To bolster his analytical insight, Ghosn relies on his strong work ethic. Known as 7-11 for his long work hours, Ghosn devotes five days each week to pistons and clutches. The remaining two days are given to his family, spending time with his wife and four children. “My kids are very important to my balance,” he explained in an interview, “since they keep me informed of what is happening out there in the world beyond my office walls. Reading books is another important source of mental nourishment.”

Charisma
To elicit the devotion from his managers, Ghosn can rely on a goodly supply of charisma. He does preserve the French formality of addressing colleagues as ‘vous’ – as opposed to a more familiar ‘tu’ that is the standard on the assembly line – yet his work style retains the American openness that came from his years in the United States for Michelin tyres, when it acquired Bridgestone. That openness is accompanied by the strict fairness that he displayed in Japan, when he only brought with him a small team of French managers.
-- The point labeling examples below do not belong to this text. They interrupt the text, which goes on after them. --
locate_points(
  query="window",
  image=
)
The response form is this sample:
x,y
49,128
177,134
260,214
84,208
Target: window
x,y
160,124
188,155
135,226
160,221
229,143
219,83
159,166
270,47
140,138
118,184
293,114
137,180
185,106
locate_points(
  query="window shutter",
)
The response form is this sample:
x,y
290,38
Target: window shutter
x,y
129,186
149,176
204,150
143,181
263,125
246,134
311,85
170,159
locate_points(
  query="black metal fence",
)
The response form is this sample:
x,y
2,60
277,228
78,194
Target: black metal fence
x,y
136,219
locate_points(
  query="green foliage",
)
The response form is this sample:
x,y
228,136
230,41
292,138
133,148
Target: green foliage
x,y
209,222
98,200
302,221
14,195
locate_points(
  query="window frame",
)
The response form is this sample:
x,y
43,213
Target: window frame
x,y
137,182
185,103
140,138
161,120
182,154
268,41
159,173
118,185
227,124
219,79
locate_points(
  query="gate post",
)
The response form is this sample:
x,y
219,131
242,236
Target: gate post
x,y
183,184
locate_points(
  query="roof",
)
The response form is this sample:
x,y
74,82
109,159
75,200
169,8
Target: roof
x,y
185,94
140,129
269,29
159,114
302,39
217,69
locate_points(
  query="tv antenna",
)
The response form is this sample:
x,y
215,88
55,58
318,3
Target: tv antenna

He sensed – correctly, it seems—that it would be counter-productive to appear on the Japanese scene with the intention of dominating.

“Ghosn is also very open, you could even say democratic,” says Fournier. “He will go out on to the factory floor or into the computer-laden purlieus of the engineering and design departments, and talk shop with blue collar and white collar workers alike. Contrast that with the old school French carmakers where CEOs would only discuss things with their direct reports.”

Ghosn styling

In all these ways Ghosn has proposed a style, meaning for it to percolate down as an inspiring message to staff and workers. There’s the 7-11 work schedule. The down-to-earth engineer’s approach. The chummy lunches at the Nissan cafeteria and choice of a Nissan as his private car. There's also one of his sayings that’s been quoted often enough to now qualify as a motto:  “The key to success in any career is understanding and choosing what you love to do. The rest flows from there.”

For Ghosn, the next leadership frontier seems to lie in areas beyond the micro-economic interests of his two car companies. Indeed, at times he seems to be morphing into a green politician. But that's only at times.